FRANCE will outlaw all petrol and diesel vehicle sales by 2040, new environmen­t minister Nicolas Hulot announced yesterday.

It will also ban any “new project to use petrol, gas or coal” as well as shale oil by that date.

The radical measures were unveiled as part of French president Emmanuel Macron’s pledge to “make the planet great again”.

Mr Hulot, a former wildlife television presenter, added a pledge to make France carbon neutral by 2050. “The carbon neutral objective will force us to make the necessary investment­s,” he added.
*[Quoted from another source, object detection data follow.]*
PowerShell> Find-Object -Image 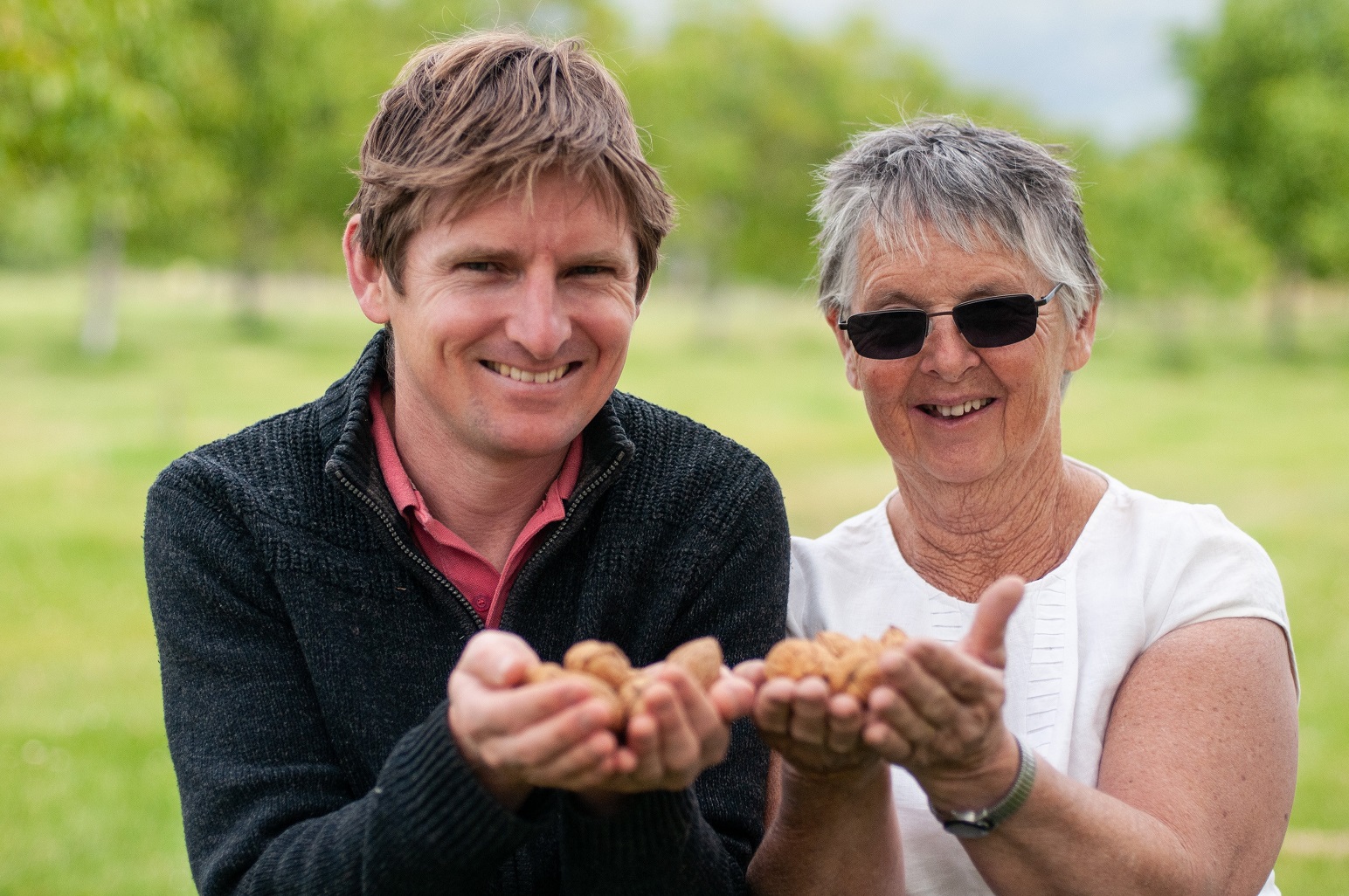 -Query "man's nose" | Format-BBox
[506,264,572,361]
[918,314,979,383]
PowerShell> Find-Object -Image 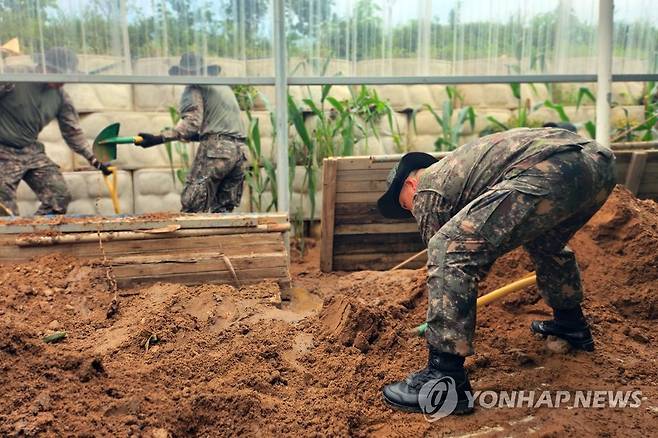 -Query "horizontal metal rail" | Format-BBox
[0,73,658,86]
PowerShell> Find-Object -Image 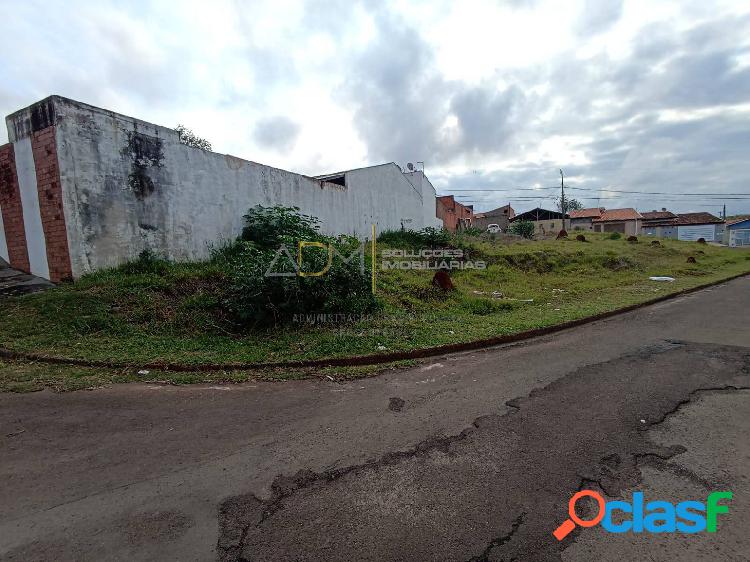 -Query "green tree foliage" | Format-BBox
[508,221,534,238]
[555,197,583,213]
[174,125,211,151]
[219,206,380,327]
The French will in the meantime be offered financial incentives to scrap their polluting vehicles for clean alternativ­es, he said.

To start with, “the government will offer each French person a bonus to replace their diesel car dating before 1997 or petrol from before 2001 with a new or second-hand vehicle,” he said.

The move was, he said, a “veritable revolution”, adding that reaching the target would be “tough”, particular­ly for carmakers, but that France’s car industry was well equipped to make the switch.

Peugeot, Citroën and Renault ranked first, second and third on a 2016 list of large car manufactur­ers with the lowest carbon emissions, the European Environmen­t Agency (EEA) said.

Mr Hulot cited the example of a “European maker” that had already decided to take the plunge. That was a reference to Volvo, which on Wednesday announced plans to build only electric and hybrid vehicles starting in 2019, making it the first major automaker to abandon cars and SUVS powered solely by the internal combustion engine.

“The solutions are there, our own makers have in their boxes the means to fulfil this promise,” said Mr Hulot, calling it a “public health” issue.

Paris, Lyon, Grenoble and other French cities have a chronic smog problem.

France is not alone in seeking to ban combustion-powered cars. Germany wants to do away with 100 per cent combustion-powered vehicles by 2030, as does India.

The Netherland­s and Norway wish to do so by 2025.

Diesel and gasoline vehicles represente­d about 95.2 per cent of French new car fleets in the first half of the year, while electric vehicles held 1.2 per cent of the market. Hybrid cars made up about 3.5 per cent.